S216. The test code repair device 200 extracts context information based on the location information of the error code.

The context information includes at least one of the following: erroneous test cases, error descriptions, or error content. The error description may include the error type and the location information of the error code. Specifically, the test code repair device 200 can obtain the error content based on the location information of the error code. The error content can be content related to the error code in the compilation or execution information, such as an error record in the compilation or execution information that includes the aforementioned location information. This error record not only records the location information of the error code but may also record the error type (such as exception type) and the method call chain that caused the exception. The test code repair device 200 can also generate an error description based on the compilation or execution information of the test code. Furthermore, the test code repair device 200 obtains the erroneous test cases based on the code file where the error code is located. The test cases may include the test objective, test environment, test input, and expected result.

To provide sufficient contextual information for language models such as LLM, the test code repair device 200 can construct a contextual information set, denoted as "C". "C" includes the erroneous test case T{error}, the error description D{e}, and the error content C_e, as shown below:

C = {T{error}, D{e}, C_{e}}.

S218, Test code repair device 200 constructs a prompt based on context information.

The test code repair device 200 can construct prompts based on context information and a prompt template. The context information can include different types, and the test code repair device 200 can fill the corresponding fields of the prompt template with different pieces of context information to obtain the prompts.

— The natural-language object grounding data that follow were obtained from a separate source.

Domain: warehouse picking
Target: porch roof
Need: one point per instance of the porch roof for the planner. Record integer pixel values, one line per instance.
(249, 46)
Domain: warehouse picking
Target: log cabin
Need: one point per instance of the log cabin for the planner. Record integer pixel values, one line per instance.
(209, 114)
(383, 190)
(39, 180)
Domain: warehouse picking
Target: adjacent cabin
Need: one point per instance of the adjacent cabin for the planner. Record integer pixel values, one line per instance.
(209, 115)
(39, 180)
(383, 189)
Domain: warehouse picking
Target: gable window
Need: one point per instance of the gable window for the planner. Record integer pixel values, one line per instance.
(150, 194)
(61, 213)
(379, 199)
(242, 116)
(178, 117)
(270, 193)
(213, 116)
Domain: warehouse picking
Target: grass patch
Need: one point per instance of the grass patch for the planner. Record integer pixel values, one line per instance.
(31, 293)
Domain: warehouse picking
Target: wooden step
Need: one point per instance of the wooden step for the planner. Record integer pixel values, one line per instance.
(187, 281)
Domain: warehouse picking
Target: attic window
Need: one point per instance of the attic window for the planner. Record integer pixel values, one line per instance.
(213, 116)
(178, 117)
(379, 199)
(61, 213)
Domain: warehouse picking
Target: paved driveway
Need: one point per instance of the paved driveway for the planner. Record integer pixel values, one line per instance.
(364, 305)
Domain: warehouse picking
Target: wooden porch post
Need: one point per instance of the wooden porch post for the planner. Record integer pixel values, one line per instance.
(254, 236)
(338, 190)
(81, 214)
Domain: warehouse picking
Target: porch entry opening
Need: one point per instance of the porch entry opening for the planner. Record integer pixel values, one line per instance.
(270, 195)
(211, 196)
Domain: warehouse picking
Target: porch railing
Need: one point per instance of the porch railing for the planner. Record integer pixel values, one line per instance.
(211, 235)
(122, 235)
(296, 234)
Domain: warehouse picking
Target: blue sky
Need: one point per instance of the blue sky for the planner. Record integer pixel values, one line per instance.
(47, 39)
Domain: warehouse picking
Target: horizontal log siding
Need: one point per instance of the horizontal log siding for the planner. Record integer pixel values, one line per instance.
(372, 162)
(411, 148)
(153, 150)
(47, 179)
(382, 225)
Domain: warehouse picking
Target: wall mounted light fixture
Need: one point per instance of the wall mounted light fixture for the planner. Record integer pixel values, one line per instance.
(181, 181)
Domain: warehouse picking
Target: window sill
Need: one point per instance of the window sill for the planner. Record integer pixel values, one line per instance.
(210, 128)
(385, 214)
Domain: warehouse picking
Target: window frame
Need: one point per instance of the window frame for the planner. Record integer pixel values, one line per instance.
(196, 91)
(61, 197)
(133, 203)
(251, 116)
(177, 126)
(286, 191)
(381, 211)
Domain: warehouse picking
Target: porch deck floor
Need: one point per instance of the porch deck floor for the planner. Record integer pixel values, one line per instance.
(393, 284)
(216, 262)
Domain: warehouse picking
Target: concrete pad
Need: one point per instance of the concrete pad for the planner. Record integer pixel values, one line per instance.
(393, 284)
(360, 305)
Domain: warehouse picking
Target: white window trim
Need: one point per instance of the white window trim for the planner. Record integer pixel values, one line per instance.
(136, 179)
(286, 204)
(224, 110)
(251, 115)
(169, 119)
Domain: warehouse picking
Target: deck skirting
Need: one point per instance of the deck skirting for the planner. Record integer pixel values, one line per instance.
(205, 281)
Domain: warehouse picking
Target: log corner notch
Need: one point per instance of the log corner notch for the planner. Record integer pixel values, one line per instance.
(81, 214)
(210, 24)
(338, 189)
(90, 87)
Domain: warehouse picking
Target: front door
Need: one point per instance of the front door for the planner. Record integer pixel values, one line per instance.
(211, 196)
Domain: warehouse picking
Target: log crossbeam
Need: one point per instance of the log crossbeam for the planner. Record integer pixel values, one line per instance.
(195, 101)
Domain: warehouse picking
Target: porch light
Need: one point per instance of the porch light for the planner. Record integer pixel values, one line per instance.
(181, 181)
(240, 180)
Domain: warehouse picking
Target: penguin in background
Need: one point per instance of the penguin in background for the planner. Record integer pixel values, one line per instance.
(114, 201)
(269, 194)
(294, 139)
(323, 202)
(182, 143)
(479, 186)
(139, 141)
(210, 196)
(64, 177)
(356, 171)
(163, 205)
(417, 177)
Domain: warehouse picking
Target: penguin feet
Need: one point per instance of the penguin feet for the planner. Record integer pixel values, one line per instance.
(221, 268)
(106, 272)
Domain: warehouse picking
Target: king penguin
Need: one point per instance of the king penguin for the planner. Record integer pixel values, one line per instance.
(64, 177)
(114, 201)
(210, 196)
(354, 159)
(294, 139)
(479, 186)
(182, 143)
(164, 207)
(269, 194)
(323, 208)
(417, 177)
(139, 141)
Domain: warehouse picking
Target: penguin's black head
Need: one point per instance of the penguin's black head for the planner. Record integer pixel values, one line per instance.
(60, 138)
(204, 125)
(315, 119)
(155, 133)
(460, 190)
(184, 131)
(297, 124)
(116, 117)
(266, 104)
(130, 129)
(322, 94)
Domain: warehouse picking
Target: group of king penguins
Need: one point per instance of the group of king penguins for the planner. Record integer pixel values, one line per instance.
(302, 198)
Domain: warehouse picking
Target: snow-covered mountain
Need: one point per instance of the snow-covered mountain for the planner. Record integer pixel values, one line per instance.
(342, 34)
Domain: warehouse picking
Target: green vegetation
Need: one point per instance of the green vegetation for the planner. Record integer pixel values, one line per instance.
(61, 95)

In some examples, the prompt template may include error messages and error information. Error messages indicate that errors exist in the language model test code and need to be fixed. Error information provides information that can be used to fix the erroneous code, such as context information. Error information may include multiple fields, such as test case, error description, and error content. The test code repair device 200 fills the test case field with the erroneous test case T{error} from the context information, fills the error description field with the error type, error code location information, etc., and fills the error content field with the error from the compilation or execution information. This provides clues for error localization and analysis in the language model.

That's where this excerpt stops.